69    Had the primary judge addressed the question raised by the appellant as to the land fully, then there is little doubt that he would have found that there was no jurisdictional error on the part of the Tribunal in dismissing the appellant's claims. A dismissal was inevitable on the basis that there was no evidence that the claims based on alleged lack of land and an inability to work would comprise a recognised basis for complementary protection under s 36(2)(aa) of the Act (as alleged by the appellant).

70    I have accepted there is no appealable error with respect to the first aspect of ground 1 of this appeal, that is, the primary judge's consideration of the Tribunal's rejection of the appellant's claim to fear persecution based on political opinion or links to Falun Gong.
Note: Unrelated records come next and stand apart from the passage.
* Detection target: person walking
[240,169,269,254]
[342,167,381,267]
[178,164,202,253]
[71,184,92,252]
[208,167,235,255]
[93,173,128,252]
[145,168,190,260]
71    I accept that the primary judge's reasons as to the second aspect of ground 1 of this appeal are deficient. However, it is futile to remit this matter for further consideration by the Federal Circuit Court when the information that the appellant relies upon as founding his protection claim is before this Court and where, because of the definition of s 36(2A), there is no risk of merits review. Even if the Tribunal had accepted that the land formerly farmed by the appellant's family had been seized or was no longer accessible to the appellant, nothing in the appellant's evidence could properly be said to approach or meet the s 36(2A) definition of significant harm. Further, the appellant had found work in Australia. The Tribunal's rejection of his claim that he would be unable to work at all if he were returned to China had a basis in the appellant's own evidence. Therefore, in my view the Tribunal's ultimate decision was correct and no material error is disclosed. I accept the Minister's submission in this regard (see [41] of these reasons).

72    It follows that ground 1 of the appeal is dismissed.

Ground 2

73    This ground was not pleaded in the Court below, and consequently leave is required to rely on it. The Minister opposed leave on the basis that the complaint is misconceived, as there was no evidence before the Court to support the assertion that the appellant's Department file contained a certificate issued under s 438 of the Act. The appellant was unable to explain why the ground appeared in his notice of appeal, except to say that he received some assistance from a migration agent. He was unable to explain how it could be relied upon. On my review of all the papers in the Court book, the Minister's position is correct and must be accepted. Accordingly, ground 2 must be dismissed.

Conclusion

74    It follows that the appeal is dismissed.

I certify that the preceding seventy-four (74) numbered paragraphs are a true copy of the Reasons for Judgment herein of the Honourable Justice Banks-Smith.